Department of Dermatology, Henry Ford Hospital, Detroit, MI, USA.
Department of Dermatology, Beaumont-Farmington Hills, Farmington Hills, MI, USA.
Photochem Photobiol. 2019 Nov;95(6):1285-1287. doi: 10.1111/php.13143. Epub 2019 Aug 23.

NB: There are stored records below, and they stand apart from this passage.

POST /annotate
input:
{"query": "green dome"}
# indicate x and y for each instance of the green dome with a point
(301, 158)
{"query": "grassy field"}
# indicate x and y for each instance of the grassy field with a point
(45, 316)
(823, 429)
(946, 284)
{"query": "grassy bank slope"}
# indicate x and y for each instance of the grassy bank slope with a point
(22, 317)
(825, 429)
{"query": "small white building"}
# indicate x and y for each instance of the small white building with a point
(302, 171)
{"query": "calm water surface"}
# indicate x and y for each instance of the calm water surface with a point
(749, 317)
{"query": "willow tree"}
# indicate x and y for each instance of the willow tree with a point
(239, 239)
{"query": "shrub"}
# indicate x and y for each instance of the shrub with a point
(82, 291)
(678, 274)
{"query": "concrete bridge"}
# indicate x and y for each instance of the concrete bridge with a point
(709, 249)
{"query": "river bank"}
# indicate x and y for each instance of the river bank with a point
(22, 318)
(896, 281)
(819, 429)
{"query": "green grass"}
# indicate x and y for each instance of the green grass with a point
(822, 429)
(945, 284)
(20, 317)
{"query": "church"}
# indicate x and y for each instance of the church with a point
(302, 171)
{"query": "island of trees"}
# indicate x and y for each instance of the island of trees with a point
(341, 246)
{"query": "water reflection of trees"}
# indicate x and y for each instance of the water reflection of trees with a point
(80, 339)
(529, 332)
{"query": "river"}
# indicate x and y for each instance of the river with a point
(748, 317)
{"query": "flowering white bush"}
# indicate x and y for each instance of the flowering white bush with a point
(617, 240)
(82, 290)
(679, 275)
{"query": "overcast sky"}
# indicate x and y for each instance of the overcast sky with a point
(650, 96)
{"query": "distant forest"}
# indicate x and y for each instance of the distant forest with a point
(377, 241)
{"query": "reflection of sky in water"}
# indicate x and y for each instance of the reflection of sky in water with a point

Solar radiation is known to be a major contributor to the development of skin cancer. Most sunscreen formulations, including those with broad spectrum, offer minimal protection in long-wavelength ultraviolet A1 (UVA1; 370-400 nm) and visible light (VL; 400-700 nm) domain. There is limited information regarding the impact of this broad waveband (VL + UVA1, 370-700 nm) on those with light skin. In this study, ten healthy adult subjects with Fitzpatrick skin phototypes I-III were enrolled. On day 0, subjects' lower back was exposed to a VL + UVA1 dose of 480 J cm . A statistically significant increase in erythema immediately after irradiation compared with subjects' baseline nonirradiated skin was observed. Clinically perceptible erythema with VL + UVA1 is a novel finding since the erythemogenic spectrum of sunlight has primarily been attributed to ultraviolet B and short-wavelength ultraviolet A (320-340 nm). The results emphasize the need for protection against this part of the solar spectra and warrant further investigation.
太阳辐射被认为是皮肤癌发展的一个主要因素。大多数防晒霜配方,包括那些具有广谱的配方,在长波长紫外线 A1(UVA1;370-400nm)和可见光(VL;400-700nm)区域提供最小的保护。关于这个宽波段(VL+UVA1,370-700nm)对浅色皮肤人群的影响,信息有限。在这项研究中,招募了 10 名皮肤光型 I-III 的健康成年受试者。在第 0 天,受试者的下背部接受了 480J/cm2 的 VL+UVA1 剂量。与受试者未照射皮肤的基线相比,照射后立即观察到红斑明显增加。VL+UVA1 引起的临床可察觉红斑是一个新的发现,因为阳光的致红斑光谱主要归因于紫外线 B 和短波长紫外线 A(320-340nm)。这些结果强调了需要针对太阳光谱的这一部分进行保护,并需要进一步研究。